Inflation rose in March in Nigeria to its highest level in 23 months, data released by the National Bureau of Statistics (NBS) on Tuesday has shown.
Nigeria’s annual inflation rose for a seventh straight month, as border closures and lockdown of the country occassioned by the coronavirus pandemic pushed prices higher.
The bureau’s Consumer Price Index report said inflation rose to 12.26 per cent when compared with March 2019, and up from 12.20 percent in February 2020.
The closure of land borders in the country in August has been a major driving force for the upward trend of the inflation rate of the country since September 2019.
The closure affected the availability of rice, vegetable oil, frozen food and other staple food of Nigerians, causing prices of the commodities to be on the increase.
The latest spike is also linked to the coronavirus pandemic lockdown.
“The lockdown in Abuja. Lagos and Ogun States and various major disruptions in normal economic activity in several States since then started in April 2020 and accordingly would not have any major impact on March 2020 Inflation which this report focuses on,” NBS said.
The composite food index rose by 14.98 per cent in March 2020 compared to 14.90 per cent in February 2020.
Inflation In States
In March 2020, all item inflation on a year-on-year basis was highest in Bauchi, Niger, and Kebbi while Lagos, Abuja, and Kwara recorded the slowest rise.
For food inflation, Sokoto, Edo and Ogun recorded the highest while jigawa, Bauchi and Lagos recorded the lowest.
Only Lagos state recorded price deflation or negative inflation (general decrease in the general price level of food or a negative food inflation rate).
Paul Alaje, a senior economist with SPM Professionals, said going forward, the present lockdown might bring some level of reduction because the demand is not really there.
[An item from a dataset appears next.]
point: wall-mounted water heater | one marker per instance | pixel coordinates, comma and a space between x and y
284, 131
“Governemt has done everything possible across board to reduce demand so we might not be seeing that pressure,” he said.
“But that doesnt mean the economy has improved; what is done now across the world is to artificially pause both demand and supply.
“The impact will go beyond what inflation is saying. It will have a major and tremendous impact on the real economy and the evidence will be in unemployment, hunger, economy slum in the coming period,” he said.